Changes in the tree line using remote sensing data are mainly identified with vegetation coverage or NDVI [26]. However, coniferous forests changed more slowly than tundra and shrubland in alpine tree line areas [26], and slow vegetation changes may be difficult to detect with low-resolution remote sensing data. Tree lines in coniferous forests in the Finnish Lapland have increased in tree density, and expanded upward in the last three decades, but that could not be detected with NDVI or land-cover classification from Landsat [27]. High-resolution remote sensing data make it possible to monitor some areas where the tree line does not change significantly even at species level, and where accuracy and precision of monitoring results will be improved [28]. The growth rate of Picea crassifolia Kom. natural forests in the Qilian Mountains is slow, and the natural renewal capacity of secondary forests is low [29], making it difficult to monitor forest changes using general remote sensing images, such as Landsat with a resolution of 30 m.
To improve monitoring of changes in Picea crassifolia Kom. forest, we chose high-resolution aerial photography and remote sensing images of the Dayekou watershed in the Qilian Mountains at a resolution of about 2 m for 1968, 2008, and 2017. We aimed to determine whether (1) the Picea crassifolia Kom. tree line in the Qilian Mountains changed in the past 50 years, (2) the landscape pattern of the tree line position has changed, and (3) changes were consistent with climate change. The results of this study provide a reference for high-resolution remote sensing image monitoring of the position and landscape pattern of forest tree lines for slowly growing coniferous forests in alpine mountain areas.

2. Materials and Methods

2.1. Study Area

We conducted this study at the Dayekou watershed (38°26′–38°35′ N, 100°14′–100°19′ E) in the upper reaches of the Heihe River Basin in the Qilian Mountains of China (Figure 1). It is located in the Xishui Forest District of the middle Qilian Mountains, and has an area of about 73 km2 at an altitude of 2500–4700 m. Slopes of the low-mountain areas in the Dayekou watershed are between 10 and 30°, and those of the high-mountain areas are about 40°. Climate in the Dayekou watershed is dry and semi-humid, with average annual temperature of 2.0–3.5 °C, and average July temperature of 10–14 °C. Annual precipitation is 350–450 mm, which is concentrated in June–September, annual evaporation is 1050–1100 mm, annual cumulative duration of sunshine is 1890–1900 h, and average annual relative humidity is 60% to 65%. The foundation species is Picea crassifolia Kom., which has patchy distribution on shaded and semi-shaded slopes at an altitude of 2500–3400 m. The areas also contain sparse Qilian juniper (Sabina przewalskii Kom.). The soil is mainly grey cinnamon and chestnut, and is characterized as relatively thin, with mainly silt sand texture [30].

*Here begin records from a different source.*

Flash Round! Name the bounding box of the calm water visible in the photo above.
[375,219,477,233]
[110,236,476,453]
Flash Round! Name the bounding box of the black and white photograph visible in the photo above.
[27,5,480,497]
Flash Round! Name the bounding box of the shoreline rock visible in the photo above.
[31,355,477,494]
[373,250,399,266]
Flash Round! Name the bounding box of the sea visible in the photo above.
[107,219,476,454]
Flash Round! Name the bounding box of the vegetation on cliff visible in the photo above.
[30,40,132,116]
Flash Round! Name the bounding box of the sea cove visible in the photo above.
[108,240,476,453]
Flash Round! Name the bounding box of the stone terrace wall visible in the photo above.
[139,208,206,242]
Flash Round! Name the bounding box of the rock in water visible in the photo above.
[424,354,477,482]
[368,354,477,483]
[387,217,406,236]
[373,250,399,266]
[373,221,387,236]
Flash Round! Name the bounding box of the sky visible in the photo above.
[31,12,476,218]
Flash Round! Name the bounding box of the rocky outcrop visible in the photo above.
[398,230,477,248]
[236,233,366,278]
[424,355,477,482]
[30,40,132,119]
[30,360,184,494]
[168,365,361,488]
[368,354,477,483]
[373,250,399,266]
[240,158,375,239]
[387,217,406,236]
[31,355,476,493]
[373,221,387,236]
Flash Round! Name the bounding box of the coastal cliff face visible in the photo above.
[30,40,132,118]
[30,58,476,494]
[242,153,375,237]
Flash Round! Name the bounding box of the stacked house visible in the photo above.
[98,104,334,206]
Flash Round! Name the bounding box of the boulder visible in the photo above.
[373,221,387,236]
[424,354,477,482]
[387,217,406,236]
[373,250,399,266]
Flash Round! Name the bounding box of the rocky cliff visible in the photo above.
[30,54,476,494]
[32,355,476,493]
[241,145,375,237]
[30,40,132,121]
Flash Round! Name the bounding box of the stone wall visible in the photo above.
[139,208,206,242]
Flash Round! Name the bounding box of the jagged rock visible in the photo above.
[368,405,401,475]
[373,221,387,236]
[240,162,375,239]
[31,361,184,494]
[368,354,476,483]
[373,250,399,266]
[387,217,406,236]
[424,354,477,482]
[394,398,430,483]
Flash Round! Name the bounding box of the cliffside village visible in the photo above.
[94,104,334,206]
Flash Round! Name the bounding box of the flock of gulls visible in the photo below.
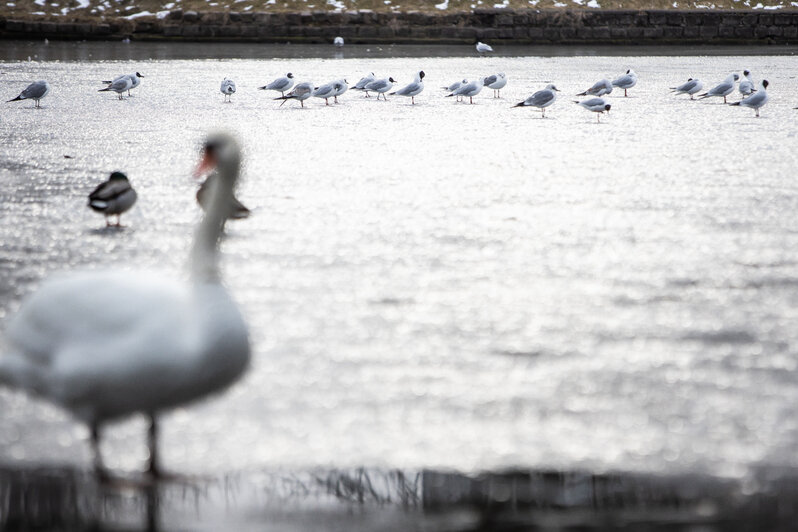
[0,41,788,480]
[9,42,780,122]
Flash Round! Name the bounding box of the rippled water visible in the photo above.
[0,45,798,475]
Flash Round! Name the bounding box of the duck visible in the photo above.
[0,133,250,480]
[89,171,138,227]
[6,80,50,107]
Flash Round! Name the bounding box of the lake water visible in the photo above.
[0,43,798,520]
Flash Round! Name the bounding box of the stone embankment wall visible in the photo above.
[0,9,798,44]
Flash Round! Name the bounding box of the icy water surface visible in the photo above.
[0,45,798,486]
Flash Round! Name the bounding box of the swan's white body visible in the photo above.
[0,135,250,474]
[0,271,249,425]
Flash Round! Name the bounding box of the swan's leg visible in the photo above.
[147,414,162,478]
[89,422,111,482]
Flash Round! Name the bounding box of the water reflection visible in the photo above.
[0,468,798,532]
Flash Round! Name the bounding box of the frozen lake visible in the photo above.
[0,44,798,494]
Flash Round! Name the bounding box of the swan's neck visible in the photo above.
[191,164,238,283]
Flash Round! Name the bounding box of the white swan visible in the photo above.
[0,134,250,478]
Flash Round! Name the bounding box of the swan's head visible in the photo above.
[194,132,241,183]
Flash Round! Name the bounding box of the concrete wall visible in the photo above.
[0,9,798,44]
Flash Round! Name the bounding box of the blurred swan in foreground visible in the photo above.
[0,134,250,478]
[89,172,138,227]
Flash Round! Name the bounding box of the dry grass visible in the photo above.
[0,0,798,20]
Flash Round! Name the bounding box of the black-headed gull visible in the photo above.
[390,70,425,105]
[446,78,485,104]
[258,72,294,96]
[577,79,612,96]
[514,83,560,118]
[476,41,493,54]
[483,72,507,98]
[275,81,313,107]
[612,68,637,96]
[6,80,50,107]
[737,70,756,98]
[219,78,236,102]
[730,79,769,117]
[698,73,740,103]
[574,98,612,122]
[671,78,704,100]
[363,77,396,100]
[89,172,138,227]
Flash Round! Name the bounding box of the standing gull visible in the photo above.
[333,79,349,103]
[612,68,637,96]
[730,79,769,117]
[6,80,50,107]
[275,81,313,107]
[476,41,493,54]
[219,78,236,102]
[671,78,704,100]
[390,70,425,105]
[577,79,612,96]
[574,98,612,122]
[737,70,756,98]
[97,76,133,100]
[363,77,396,101]
[89,172,138,227]
[446,78,485,104]
[0,135,250,479]
[514,83,560,118]
[698,73,740,103]
[258,72,294,96]
[103,72,144,96]
[484,72,507,98]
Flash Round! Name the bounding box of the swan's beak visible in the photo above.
[194,149,216,178]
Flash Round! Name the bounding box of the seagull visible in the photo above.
[103,72,144,96]
[275,81,313,107]
[574,98,612,122]
[671,78,704,100]
[484,72,507,98]
[477,41,493,54]
[311,82,335,105]
[698,73,740,103]
[333,79,349,103]
[729,79,769,117]
[89,172,138,227]
[258,72,294,96]
[390,70,425,105]
[737,70,756,98]
[196,173,252,220]
[446,78,485,104]
[514,83,560,118]
[363,78,396,100]
[612,69,637,96]
[577,79,612,96]
[352,72,377,98]
[97,76,133,100]
[441,79,468,102]
[219,78,236,102]
[0,134,250,480]
[6,80,50,107]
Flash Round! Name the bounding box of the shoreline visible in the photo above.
[0,9,798,45]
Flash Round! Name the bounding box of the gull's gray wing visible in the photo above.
[524,89,554,107]
[20,81,47,100]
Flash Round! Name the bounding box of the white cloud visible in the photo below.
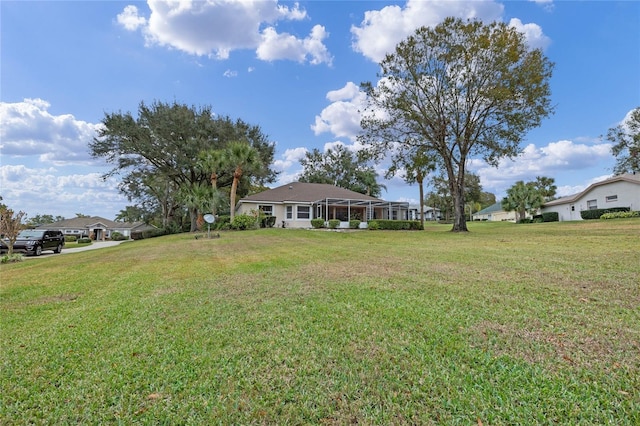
[509,18,551,50]
[256,25,332,65]
[0,165,127,219]
[351,0,504,62]
[118,0,331,64]
[311,82,366,141]
[468,140,611,195]
[0,99,100,165]
[351,0,550,62]
[117,5,147,31]
[273,147,309,172]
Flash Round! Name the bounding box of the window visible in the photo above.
[258,206,273,216]
[297,206,311,219]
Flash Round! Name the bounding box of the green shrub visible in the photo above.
[311,217,324,229]
[600,211,640,220]
[542,212,560,222]
[131,228,167,240]
[111,231,129,241]
[231,214,258,231]
[329,219,340,229]
[0,253,24,263]
[580,207,631,220]
[213,215,231,231]
[369,219,424,231]
[260,216,276,228]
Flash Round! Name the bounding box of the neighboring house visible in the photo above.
[542,173,640,221]
[236,182,409,228]
[37,216,154,241]
[472,201,530,222]
[409,205,441,220]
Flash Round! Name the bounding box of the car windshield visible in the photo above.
[18,229,44,238]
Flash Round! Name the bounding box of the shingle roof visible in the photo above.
[474,201,503,215]
[544,173,640,207]
[38,216,142,229]
[240,182,383,203]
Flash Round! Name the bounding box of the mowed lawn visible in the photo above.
[0,219,640,425]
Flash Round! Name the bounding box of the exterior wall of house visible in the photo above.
[473,210,520,222]
[542,181,640,222]
[236,202,315,228]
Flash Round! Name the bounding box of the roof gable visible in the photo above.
[240,182,383,203]
[543,173,640,207]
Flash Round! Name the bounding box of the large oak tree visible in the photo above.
[360,18,553,231]
[89,102,276,230]
[607,107,640,175]
[298,145,386,197]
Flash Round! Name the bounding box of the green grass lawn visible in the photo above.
[0,219,640,425]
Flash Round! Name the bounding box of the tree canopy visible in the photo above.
[607,107,640,175]
[89,102,276,230]
[360,18,553,231]
[501,177,555,222]
[299,145,386,197]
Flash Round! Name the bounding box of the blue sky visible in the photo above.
[0,0,640,219]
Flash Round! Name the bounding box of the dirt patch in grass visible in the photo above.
[469,321,640,370]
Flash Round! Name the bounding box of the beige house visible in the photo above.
[236,182,409,228]
[542,173,640,221]
[38,216,154,241]
[472,201,520,222]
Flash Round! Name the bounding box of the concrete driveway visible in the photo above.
[62,240,131,254]
[19,240,131,259]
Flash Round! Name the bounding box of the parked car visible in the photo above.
[3,229,64,256]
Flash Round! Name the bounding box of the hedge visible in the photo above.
[600,211,640,220]
[311,217,324,229]
[580,207,631,220]
[533,212,560,223]
[329,219,340,229]
[131,228,167,240]
[231,214,258,231]
[368,219,424,231]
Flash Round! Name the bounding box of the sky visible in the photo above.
[0,0,640,219]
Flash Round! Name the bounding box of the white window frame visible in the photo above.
[258,204,273,216]
[296,206,311,220]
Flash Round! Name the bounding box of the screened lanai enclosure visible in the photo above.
[313,198,409,222]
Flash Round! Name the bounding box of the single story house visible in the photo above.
[471,201,520,222]
[542,173,640,221]
[236,182,409,228]
[409,205,441,220]
[37,216,154,241]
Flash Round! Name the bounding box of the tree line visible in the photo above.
[89,101,277,231]
[3,18,640,236]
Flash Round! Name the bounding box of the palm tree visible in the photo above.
[198,149,226,216]
[502,180,543,222]
[226,141,263,221]
[180,184,213,232]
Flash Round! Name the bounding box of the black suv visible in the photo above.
[7,229,64,256]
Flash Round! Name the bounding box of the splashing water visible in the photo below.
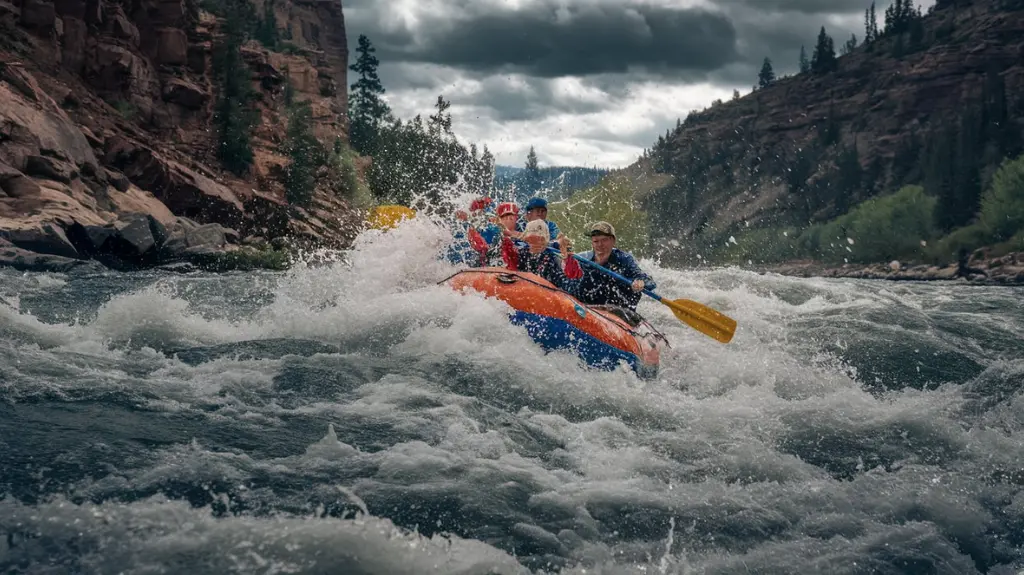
[0,218,1024,574]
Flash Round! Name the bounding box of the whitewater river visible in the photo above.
[0,216,1024,575]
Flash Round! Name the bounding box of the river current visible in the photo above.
[0,216,1024,575]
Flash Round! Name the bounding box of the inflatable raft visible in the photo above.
[442,267,668,379]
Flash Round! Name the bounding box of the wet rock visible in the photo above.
[0,83,98,168]
[25,156,78,183]
[22,0,57,31]
[0,222,79,258]
[0,238,103,273]
[0,162,40,197]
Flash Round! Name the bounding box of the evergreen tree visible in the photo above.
[255,0,278,50]
[213,2,257,176]
[757,56,775,87]
[842,34,857,55]
[523,146,542,194]
[348,34,391,156]
[285,96,325,207]
[811,26,838,74]
[864,2,879,44]
[883,0,921,36]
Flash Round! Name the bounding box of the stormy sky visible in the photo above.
[342,0,934,168]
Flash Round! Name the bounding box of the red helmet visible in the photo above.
[469,197,494,212]
[498,202,519,218]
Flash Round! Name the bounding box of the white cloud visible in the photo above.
[344,0,934,167]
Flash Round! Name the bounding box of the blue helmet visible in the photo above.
[523,197,548,212]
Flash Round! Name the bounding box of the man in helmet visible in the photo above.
[516,196,561,250]
[502,220,583,295]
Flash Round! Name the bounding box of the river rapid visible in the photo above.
[6,215,1024,575]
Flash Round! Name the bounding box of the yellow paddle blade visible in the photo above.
[367,205,416,229]
[659,299,736,344]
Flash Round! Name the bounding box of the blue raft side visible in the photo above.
[510,311,657,378]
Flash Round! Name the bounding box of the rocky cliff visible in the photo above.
[0,0,357,268]
[637,0,1024,263]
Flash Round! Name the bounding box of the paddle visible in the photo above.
[548,248,736,344]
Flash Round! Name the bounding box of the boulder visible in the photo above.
[0,238,102,273]
[0,217,79,258]
[22,0,57,32]
[0,162,40,197]
[164,78,210,109]
[104,137,245,227]
[0,84,98,169]
[106,183,176,227]
[25,156,78,183]
[156,28,188,65]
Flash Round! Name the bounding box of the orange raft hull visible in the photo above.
[446,267,668,378]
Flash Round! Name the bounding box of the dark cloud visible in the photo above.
[717,0,876,16]
[348,5,737,78]
[457,77,615,122]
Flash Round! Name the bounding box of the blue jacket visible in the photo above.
[513,244,585,296]
[573,248,657,310]
[444,221,502,267]
[515,218,561,250]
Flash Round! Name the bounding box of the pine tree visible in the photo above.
[285,97,324,207]
[213,2,257,176]
[811,26,838,74]
[348,34,391,156]
[255,0,278,50]
[523,146,542,193]
[842,34,857,55]
[757,57,775,88]
[864,2,879,44]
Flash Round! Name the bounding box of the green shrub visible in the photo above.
[927,224,991,265]
[980,156,1024,241]
[805,185,937,263]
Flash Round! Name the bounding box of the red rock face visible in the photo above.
[0,0,359,266]
[635,0,1024,237]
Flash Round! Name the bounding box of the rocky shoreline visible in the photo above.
[0,214,291,272]
[758,250,1024,285]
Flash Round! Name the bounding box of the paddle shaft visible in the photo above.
[548,248,662,302]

2.2. Remote-Sensing Data Acquisition and Pre-Processing

We chose high-resolution remote sensing images of the Dayekou watershed for 1968, 2008, and 2017. Specifically, we used the 1968 keyhole historical aerial photograph data [31] with a resolution of 1.8 m, the 2008 Quickbird image data [32] with a resolution of 2.4 m, and the 2017 ZY-3 satellite images [33] with a resolution of 2.1 m. The images had the least cloud amounts and high data quality and were selected among satellite images of similar resolution for the same period.
Next, we selected data for accuracy verification and digital elevation model (DEM) data from the Heihe Data Management Center (http://www.heihedata.org/) (Figure 2). First, we used the following datasets to establish a database of field sampling points to verify the accuracy of remote sensing image interpretation: (1) a dataset of forest structure at the fixed sampling plot in the Pailugou watershed and Dayekou watershed foci experiment area from 2003 [34], (2) a dataset of forest structure at the fixed sampling plot in the Pailugou watershed and Dayekou watershed foci experiment area for 2007 [35], (3) a dataset of forest structure at the temporary forest sampling plot in the Dayekou watershed foci experimental area for 2008 [36], (4) the Heihe Integrated Remote Sensing Joint Test, Arid Region Hydrological Experimental Area and Forest Hydrological Experimental Area, Land Use and Land Cover Survey Dataset [37], and (5) a dataset of forest structure measurements for the fixed forest sampling plots in the Dayekou and Pailugou watershed foci experimental areas (2003–2007) [38]. Then, we used the 1 m digital elevation model (DEM) of the Dayekou watershed established by wordview-2 data in 2012 [39] as the basis for extracting relevant terrain factors.
To improve accuracy of remote sensing classification, we used drone image photographed by DJI (Da Jiang Innovations) phantom 4 pro for areas with plantations and Qilian Juniper forests (Figure 3).
After pre-processing of the three images for atmospheric interference, and georeference calibration, we used the k-means unsupervised classification method in ENVI 5.3 [40] to classify patchy vegetation features more accurately [41], and to divide the Dayekou watershed into coniferous and non-coniferous forests. Some Qilian juniper trees in the coniferous forest were eliminated by visual adjustment based on forest canopy closure, distribution, location, and data from drone surveys; then, the remaining coniferous forests were classified as Picea crassifolia Kom. The accuracy of the decoded image was verified based on field and drone sampling points of the Heihe Data Center. The kappa index was 0.8630, and total accuracy was 93.67%. Finally, the distribution maps of Picea crassifolia Kom. forests in the Dayekou watershed for the 1968, 2008, and 2017 were obtained, and the boundary of the forest is the tree line. We have counted the maximum, minimum, and average values of each forest patch to explore the upper, lower, and overall tree line changes.

2.3. Data Analysis

2.3.1. Changes in the Distribution of Picea crassifolia Kom.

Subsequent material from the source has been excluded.